Essa observação tem consequências, pois você vê seu mundo desmoronar e se reconstruir, em um ciclo muitas vezes doloroso, onde suas lembranças nada mais são que escombros empilhados sobre os anos passados.
          Quando somos crianças, o tempo ainda é um mistério. Parece-nos que sempre teremos a mesma idade, que nossos pais são adultos desde sempre, que as coisas estão como sempre foram e que nada mudará em nossas vidas. Tudo é “sempre” para uma criança.
          Mas você começa perceber o tempo quando as pessoas ao seu redor começam a morrer. Uma avó, uma tia, um amigo, uma a uma as pessoas vão nos deixando sem que possamos fazer absolutamente nada. É quando a ilusão infantil de que as coisas são eternas desaparece, o momento em que somos forçados a acordar para a verdade de que as pessoas que amamos não são imortais, e que um dia provavelmente acabaremos sozinhos.
          E conforme a vida segue vamos descobrindo ainda que o momento em que vivemos, por melhor ou pior que seja, não é eterno. Pessoas vão embora, talvez você se mude, talvez alguém muito importante morra, talvez troque de emprego. O fato é que descobrimos que a vida é formada por ciclos e fases que vivemos, compostas por tudo e todos que nos rodeiam. E que nada é eterno.
           Fases às quais nunca damos o devido valor. Quantas vezes nos pegamos saudosos do tempo de escola, enquanto naquela época não víamos a hora de terminar os estudos? Quantas vezes temos saudades da pessoa querida que se foi, enquanto recusamos seus inúmeros convites de jantar enquanto vivia? O sábio ato de enxergar esses pormenores do tempo e de nossa mente confusa só nos são proporcionados quando realmente procuramos enxergar o tempo.
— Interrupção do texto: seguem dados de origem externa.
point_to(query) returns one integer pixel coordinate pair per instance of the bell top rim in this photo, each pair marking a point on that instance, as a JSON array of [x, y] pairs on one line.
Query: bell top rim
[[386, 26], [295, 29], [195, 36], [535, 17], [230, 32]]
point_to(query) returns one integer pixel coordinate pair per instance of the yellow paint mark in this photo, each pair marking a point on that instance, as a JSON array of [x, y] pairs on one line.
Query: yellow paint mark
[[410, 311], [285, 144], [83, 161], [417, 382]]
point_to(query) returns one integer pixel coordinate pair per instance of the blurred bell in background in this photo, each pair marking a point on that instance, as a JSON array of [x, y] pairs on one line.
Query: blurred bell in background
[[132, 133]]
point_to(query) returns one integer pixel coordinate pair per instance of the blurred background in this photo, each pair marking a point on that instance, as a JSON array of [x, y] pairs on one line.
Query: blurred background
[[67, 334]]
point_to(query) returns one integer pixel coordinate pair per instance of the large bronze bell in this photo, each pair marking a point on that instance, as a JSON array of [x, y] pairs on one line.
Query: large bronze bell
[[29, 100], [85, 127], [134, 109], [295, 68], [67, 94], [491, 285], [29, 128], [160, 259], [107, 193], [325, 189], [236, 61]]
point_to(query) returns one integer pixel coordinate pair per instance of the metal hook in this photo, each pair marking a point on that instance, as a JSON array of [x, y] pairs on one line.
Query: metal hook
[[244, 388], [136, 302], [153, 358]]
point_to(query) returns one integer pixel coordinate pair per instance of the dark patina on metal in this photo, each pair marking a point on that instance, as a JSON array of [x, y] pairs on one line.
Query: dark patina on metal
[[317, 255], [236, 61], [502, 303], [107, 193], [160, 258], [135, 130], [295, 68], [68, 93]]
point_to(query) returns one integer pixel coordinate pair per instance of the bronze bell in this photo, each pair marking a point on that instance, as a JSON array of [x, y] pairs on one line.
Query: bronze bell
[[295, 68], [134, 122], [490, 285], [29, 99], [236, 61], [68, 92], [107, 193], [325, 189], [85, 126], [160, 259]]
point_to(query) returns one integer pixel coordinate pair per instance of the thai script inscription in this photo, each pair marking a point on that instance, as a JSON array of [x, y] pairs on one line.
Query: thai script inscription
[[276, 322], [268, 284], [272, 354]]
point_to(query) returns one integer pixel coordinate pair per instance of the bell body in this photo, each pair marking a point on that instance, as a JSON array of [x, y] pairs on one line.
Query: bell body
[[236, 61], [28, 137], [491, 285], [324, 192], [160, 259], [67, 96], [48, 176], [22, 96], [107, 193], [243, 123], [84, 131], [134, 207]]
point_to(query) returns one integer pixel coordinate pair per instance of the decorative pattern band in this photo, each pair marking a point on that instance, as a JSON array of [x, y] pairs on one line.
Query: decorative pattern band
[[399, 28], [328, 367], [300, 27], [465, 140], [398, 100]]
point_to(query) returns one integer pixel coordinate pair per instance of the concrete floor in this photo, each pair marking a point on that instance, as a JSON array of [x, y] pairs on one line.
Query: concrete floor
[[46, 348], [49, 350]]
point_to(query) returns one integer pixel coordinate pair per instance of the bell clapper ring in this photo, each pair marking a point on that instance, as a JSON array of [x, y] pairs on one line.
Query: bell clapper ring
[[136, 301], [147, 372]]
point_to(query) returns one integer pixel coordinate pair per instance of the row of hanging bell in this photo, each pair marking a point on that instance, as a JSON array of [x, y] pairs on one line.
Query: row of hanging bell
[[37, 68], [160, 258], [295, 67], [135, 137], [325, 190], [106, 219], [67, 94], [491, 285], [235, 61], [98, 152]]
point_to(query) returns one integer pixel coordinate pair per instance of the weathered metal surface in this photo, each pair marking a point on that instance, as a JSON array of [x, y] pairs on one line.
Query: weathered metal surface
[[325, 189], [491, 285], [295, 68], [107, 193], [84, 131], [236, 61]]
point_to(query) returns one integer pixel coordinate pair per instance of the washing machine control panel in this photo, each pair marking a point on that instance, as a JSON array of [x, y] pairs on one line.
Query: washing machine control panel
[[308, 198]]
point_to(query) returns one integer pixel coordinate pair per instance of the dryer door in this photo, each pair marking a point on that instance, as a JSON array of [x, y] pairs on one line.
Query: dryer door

            E nada é mais efêmero em nossas vidas do que as pessoas. É curioso como amamos pessoas furiosamente, sejam amigos, familiares ou amantes, com a impressão de que jamais poderemos suportar uma separação. Pessoas importantes, amizades que dizemos ser para toda a vida, mas que não resistem a alguns meses de separação, quando nem mesmo temos palavras ou assunto para uma simples conversa em um reencontro desconfortável.
            Ando observando o tempo nos detalhes da vida. Um antiga e famosa loja de sapatos, hoje é uma farmácia. Um terreno baldio, no qual tanto brinquei, está abarrotado de casas. Pastos e montes de terra se converteram em asfalto e blocos de cimento. Pessoas que amei me deixaram. Fases da vida que tanto desvalorizei, hoje me lembro com saudade e carinho. E principalmente, observo temeroso o futuro. Pela primeira vez na minha vida, dou valor para o meu viver presente. Amo as coisas que faço, meu trabalho, minha situação atual, mas principalmente, as pessoas que fazem parte da minha vida. E sei que, como todas as outras, essa fase também vai terminar. Talvez, por observar o tempo, estou me preparando para o fim de tudo isso e o início de outra fase da vida. Talvez, essa fase já esteja começando, e esse texto seja só para tentar admitir esse fato.  De qualquer forma, desde agora, já sinto falta desses últimos anos que vivi, pois com toda a certeza foram os melhores da minha vida.
             Quando tudo isto acabar, quando outro momento se iniciar para mim, espero sinceramente ser capaz de abandonar esses anos e seguir em frente, desejoso de que as pessoas que fazem parte do meu mundo estejam sempre comigo, de uma forma ou de outra. Para que talvez, eu possa deixar de observar o passar do tempo como uma coisa tão destrutiva, mas sim como alicerce para uma nova vida.